The infrastructure is already built: NeMo-RL with Ray + vLLM for rollouts, TRL as a parallel track. The v2 checkpoint is the starting point – 100% format validity means RL can focus on improving what to trade rather than how to format the output.
I surveyed the literature before designing the reward. Trading-R1 (Sharpe 2.72 on NVDA) validates the exact SFT-to-RL progression I’m following. FLAG-Trader shows LLMs work as direct RL policy networks with LoRA + PPO. DAPO at the FinRL Contest 2025 achieved 230% cumulative return on NASDAQ-100.
What’s Next
The endgame is what I’m calling the Living Trader architecture – four loops running at different frequencies:
- Inference loop (real-time): model makes decisions from live data
- Experience collection (daily): log predictions, outcomes, and counterfactuals
- RL training (weekly): GRPO updates from collected experience
- Self-research (continuous): the system identifies its own failure modes and proposes experiment modifications
For now, the immediate next step is Phase 1 GRPO calibration: 500 steps at temperature 0.4-0.5 to establish baseline reward distributions before the main 5,000-step run.

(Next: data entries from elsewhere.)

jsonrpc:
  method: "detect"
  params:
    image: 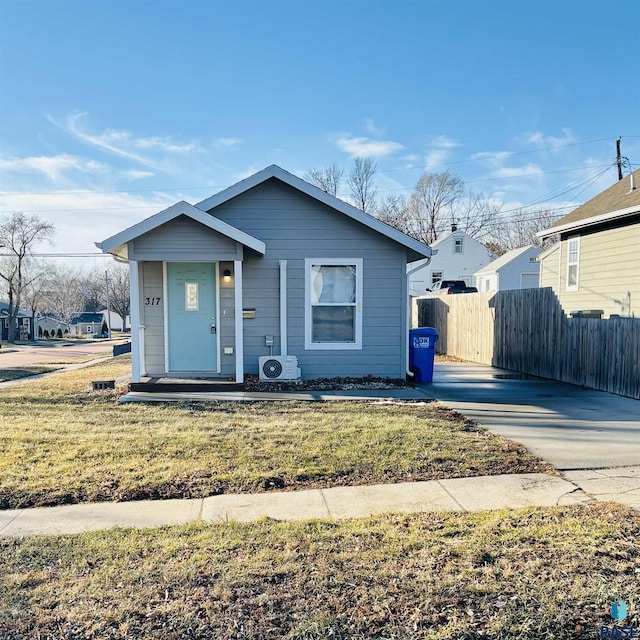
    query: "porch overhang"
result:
[95,201,267,261]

The v2 checkpoint proved that SFT can build a structurally sound trading model. RL is how we teach it to actually make money.
Training hardware: 2x NVIDIA RTX PRO 6000 Blackwell (96GB each), 4x RTX 4090. Stack: torchtune, TRL, NeMo-RL, vLLM, llama.cpp. All experiments logged in W&B with formal journaling and phase gates.